Hi guys ,I am stuck up with the following problem,can you please give me a solution.

When a metal plate with a circular hole at its centre, is heated, definitely along with the areal expansion of the plate the diametre of the circular hole also increases .But can you give a mathematical proof for this using the differential equations of coefficients of expansions

 

[Andrew Mason]

When a metal plate with a circular hole at its centre, is heated, definitely along with the areal expansion of the plate the diametre of the circular hole also increases .But can you give a mathematical proof for this using the differential equations of coefficients of expansions

You don't need to worry about differential equations. It is a linear expansion.

The sides of the plate are A and B. Divide it into quarters. The length of the sides with the quarter hole taken out of them are A-r and B-r. Heat it up. The A side and holed A side will be:

(1)A'= A + A\alpha T
(2)A'-r' = (A-r) + (A-r)\alpha T

Subtracting (2) from (1):
r' = A + A\alpha T - ((A-r) + (A-r)\alpha T)
r' = r + r\alpha T

Do the same thing for the B and B-r sides.
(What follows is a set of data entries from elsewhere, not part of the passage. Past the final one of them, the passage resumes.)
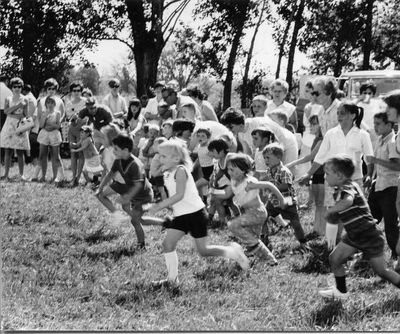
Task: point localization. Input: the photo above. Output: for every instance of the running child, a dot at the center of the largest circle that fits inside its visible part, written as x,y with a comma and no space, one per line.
92,158
188,211
318,179
134,192
248,223
361,232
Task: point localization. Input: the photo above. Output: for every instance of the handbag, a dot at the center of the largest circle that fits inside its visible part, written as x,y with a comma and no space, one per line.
24,124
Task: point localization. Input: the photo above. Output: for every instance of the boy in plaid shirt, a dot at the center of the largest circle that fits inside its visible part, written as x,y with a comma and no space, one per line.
283,179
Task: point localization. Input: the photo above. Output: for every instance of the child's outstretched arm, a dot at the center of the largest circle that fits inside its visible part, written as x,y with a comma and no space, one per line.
267,185
181,180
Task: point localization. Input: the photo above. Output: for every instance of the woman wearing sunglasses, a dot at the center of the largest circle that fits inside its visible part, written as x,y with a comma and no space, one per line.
15,108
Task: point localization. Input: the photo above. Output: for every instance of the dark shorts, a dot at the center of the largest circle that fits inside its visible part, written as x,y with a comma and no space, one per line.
207,171
368,239
194,223
34,145
122,189
318,178
157,181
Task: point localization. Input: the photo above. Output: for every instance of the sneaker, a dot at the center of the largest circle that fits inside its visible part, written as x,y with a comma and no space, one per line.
118,217
333,292
241,258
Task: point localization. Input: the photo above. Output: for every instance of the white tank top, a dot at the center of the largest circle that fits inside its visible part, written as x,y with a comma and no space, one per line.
191,201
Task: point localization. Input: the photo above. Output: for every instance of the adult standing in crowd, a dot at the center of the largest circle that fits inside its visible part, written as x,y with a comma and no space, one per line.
259,105
15,108
206,109
114,100
99,116
151,111
172,97
279,90
324,90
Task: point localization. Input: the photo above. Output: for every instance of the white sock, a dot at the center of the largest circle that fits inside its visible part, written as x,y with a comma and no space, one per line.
171,260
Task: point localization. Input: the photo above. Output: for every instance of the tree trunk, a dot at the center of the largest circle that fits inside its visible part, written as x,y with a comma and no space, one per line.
244,97
283,43
368,36
148,44
232,57
298,23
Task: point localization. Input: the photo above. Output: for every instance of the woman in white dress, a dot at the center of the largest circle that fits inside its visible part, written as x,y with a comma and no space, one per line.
15,108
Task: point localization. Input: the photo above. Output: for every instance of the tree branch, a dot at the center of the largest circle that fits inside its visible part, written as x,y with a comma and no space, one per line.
183,6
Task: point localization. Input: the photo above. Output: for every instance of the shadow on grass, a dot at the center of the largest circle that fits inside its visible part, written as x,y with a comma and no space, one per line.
114,254
328,315
314,261
99,236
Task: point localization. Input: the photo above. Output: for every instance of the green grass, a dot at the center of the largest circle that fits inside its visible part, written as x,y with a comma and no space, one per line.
64,267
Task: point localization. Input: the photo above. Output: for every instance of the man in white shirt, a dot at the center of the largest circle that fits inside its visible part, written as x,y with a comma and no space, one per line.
151,110
114,100
279,90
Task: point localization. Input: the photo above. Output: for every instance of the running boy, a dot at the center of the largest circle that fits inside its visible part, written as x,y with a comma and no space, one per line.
361,233
134,193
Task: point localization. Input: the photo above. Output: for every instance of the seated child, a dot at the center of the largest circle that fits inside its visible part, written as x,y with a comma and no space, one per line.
134,193
92,158
361,232
252,214
282,178
156,172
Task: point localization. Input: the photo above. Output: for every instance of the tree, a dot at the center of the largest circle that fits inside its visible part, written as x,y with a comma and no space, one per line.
36,36
224,30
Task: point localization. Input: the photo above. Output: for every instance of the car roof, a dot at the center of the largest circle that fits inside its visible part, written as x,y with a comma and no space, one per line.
371,74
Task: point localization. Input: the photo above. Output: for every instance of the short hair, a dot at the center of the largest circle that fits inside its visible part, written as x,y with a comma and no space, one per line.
281,116
261,98
180,125
328,84
275,149
281,83
384,117
123,141
87,91
114,82
343,164
154,127
263,133
49,99
241,161
51,82
233,116
219,145
206,131
392,99
194,91
16,81
368,85
75,85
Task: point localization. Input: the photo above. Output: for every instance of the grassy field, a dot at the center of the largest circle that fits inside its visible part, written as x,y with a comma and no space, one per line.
65,267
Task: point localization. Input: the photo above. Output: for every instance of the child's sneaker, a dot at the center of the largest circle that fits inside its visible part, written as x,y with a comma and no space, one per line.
241,258
333,292
118,217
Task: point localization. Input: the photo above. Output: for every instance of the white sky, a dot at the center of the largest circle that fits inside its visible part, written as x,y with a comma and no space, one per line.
265,54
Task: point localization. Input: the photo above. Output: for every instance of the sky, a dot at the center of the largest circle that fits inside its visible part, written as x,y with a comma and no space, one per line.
111,53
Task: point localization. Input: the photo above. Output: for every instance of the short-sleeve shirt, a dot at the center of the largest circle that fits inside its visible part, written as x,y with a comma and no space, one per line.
132,171
359,210
282,175
101,118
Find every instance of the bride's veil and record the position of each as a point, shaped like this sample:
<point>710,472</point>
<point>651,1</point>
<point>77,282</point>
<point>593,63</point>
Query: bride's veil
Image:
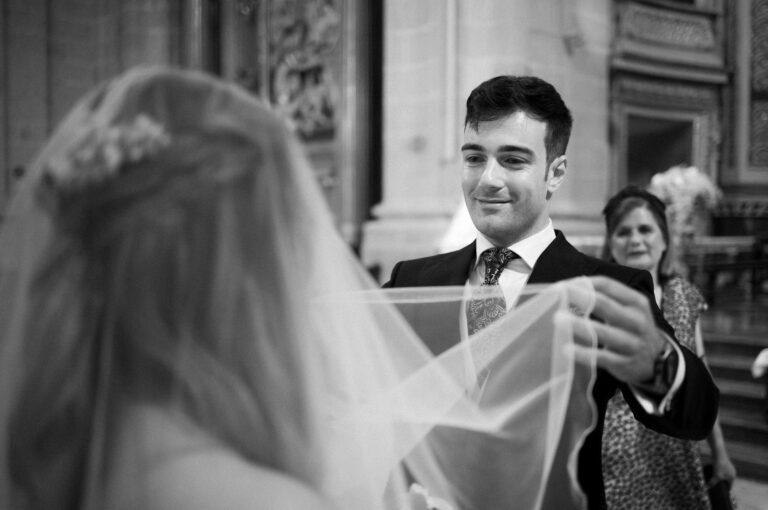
<point>202,275</point>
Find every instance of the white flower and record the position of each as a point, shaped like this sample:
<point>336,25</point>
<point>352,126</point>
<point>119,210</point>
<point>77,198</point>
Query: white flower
<point>684,190</point>
<point>419,499</point>
<point>99,152</point>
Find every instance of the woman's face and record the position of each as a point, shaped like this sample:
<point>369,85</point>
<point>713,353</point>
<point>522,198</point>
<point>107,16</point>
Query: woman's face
<point>638,242</point>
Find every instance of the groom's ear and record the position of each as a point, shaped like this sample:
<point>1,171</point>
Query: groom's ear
<point>556,173</point>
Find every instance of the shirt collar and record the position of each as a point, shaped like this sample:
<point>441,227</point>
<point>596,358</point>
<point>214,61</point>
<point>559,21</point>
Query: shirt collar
<point>529,249</point>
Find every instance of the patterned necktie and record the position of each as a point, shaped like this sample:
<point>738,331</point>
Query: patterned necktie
<point>481,311</point>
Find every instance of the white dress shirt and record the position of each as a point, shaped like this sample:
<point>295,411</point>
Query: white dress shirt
<point>514,277</point>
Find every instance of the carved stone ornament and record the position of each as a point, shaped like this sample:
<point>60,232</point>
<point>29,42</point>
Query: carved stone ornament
<point>667,28</point>
<point>658,93</point>
<point>304,85</point>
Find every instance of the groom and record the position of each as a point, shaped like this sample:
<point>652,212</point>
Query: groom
<point>515,135</point>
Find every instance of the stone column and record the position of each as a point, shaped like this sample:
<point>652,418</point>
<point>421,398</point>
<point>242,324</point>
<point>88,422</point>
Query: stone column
<point>420,170</point>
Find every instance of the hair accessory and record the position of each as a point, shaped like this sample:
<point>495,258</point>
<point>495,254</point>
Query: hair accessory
<point>99,152</point>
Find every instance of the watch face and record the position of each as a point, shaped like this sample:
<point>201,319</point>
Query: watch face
<point>669,365</point>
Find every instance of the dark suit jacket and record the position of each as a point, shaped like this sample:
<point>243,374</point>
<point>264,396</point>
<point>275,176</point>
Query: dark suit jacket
<point>694,407</point>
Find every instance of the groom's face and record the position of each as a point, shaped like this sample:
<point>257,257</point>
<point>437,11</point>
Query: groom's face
<point>506,179</point>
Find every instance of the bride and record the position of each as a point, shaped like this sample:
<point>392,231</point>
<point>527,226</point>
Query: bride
<point>183,328</point>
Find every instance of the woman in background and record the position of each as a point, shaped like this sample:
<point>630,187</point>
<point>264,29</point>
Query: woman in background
<point>643,469</point>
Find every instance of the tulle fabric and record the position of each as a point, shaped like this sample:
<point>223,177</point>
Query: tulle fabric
<point>209,283</point>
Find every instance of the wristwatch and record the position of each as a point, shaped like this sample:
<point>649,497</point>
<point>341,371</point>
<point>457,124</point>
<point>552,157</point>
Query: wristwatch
<point>664,371</point>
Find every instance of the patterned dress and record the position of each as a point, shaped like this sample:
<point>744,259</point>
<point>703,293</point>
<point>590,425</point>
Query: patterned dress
<point>641,468</point>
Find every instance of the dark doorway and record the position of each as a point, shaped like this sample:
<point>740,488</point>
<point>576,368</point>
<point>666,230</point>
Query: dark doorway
<point>655,144</point>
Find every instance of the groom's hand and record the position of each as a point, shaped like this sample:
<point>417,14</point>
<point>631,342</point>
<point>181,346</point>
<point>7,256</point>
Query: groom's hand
<point>628,335</point>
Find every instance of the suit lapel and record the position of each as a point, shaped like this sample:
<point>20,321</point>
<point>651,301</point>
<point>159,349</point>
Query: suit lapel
<point>449,269</point>
<point>560,261</point>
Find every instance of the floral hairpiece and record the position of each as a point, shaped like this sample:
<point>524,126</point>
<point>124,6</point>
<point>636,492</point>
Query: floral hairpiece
<point>100,152</point>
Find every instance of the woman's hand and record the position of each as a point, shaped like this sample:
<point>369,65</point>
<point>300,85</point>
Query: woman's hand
<point>722,470</point>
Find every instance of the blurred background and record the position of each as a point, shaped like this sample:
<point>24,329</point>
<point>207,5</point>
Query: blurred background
<point>376,89</point>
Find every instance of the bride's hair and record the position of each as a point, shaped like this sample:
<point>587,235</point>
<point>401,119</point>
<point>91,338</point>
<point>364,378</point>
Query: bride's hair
<point>175,280</point>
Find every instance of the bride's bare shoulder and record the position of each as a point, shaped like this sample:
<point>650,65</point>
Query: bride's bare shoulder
<point>182,468</point>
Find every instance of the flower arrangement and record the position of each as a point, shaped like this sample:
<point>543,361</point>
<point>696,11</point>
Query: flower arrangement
<point>98,152</point>
<point>420,499</point>
<point>688,193</point>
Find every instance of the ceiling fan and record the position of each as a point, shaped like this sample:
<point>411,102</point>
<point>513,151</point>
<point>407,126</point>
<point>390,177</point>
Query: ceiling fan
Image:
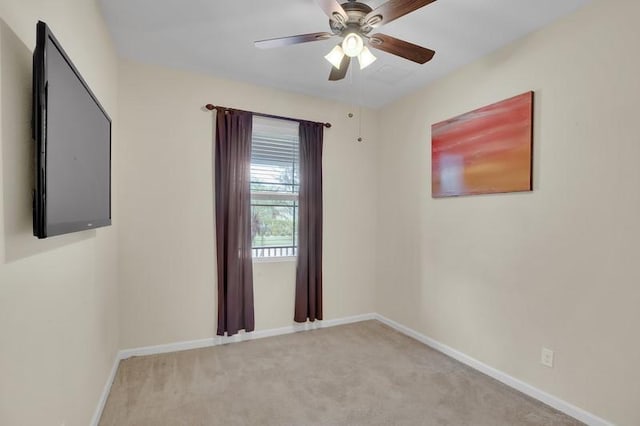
<point>354,22</point>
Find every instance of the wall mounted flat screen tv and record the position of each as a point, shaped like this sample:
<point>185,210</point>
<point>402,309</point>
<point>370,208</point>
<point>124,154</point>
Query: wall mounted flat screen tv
<point>72,134</point>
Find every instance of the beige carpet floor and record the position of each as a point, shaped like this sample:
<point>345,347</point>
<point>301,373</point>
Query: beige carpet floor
<point>357,374</point>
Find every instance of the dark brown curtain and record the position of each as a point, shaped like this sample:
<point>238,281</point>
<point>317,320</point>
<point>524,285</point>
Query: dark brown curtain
<point>309,268</point>
<point>233,221</point>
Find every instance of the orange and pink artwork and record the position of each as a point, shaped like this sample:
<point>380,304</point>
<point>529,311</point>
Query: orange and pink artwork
<point>485,151</point>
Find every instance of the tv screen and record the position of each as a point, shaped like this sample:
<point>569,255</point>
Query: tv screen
<point>72,133</point>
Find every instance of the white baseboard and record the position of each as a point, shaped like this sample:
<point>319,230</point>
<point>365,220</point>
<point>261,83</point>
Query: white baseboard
<point>527,389</point>
<point>214,341</point>
<point>105,392</point>
<point>508,380</point>
<point>240,337</point>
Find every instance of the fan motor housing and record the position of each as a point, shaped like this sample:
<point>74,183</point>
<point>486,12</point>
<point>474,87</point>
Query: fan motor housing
<point>356,13</point>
So the hole radius increases at the same linear rate as the metal.

AM

 

[thepatientmental]

Hello, thank you for reaching out with your question. The thermal expansion of a metal plate is a well-studied phenomenon in materials science and engineering. It is a result of the increase in atomic vibrations and spacing within the material when it is heated, leading to an increase in its physical dimensions. This effect is quantified by the coefficient of thermal expansion (CTE), which is a material-specific constant that relates the change in length or area of a material to the change in temperature.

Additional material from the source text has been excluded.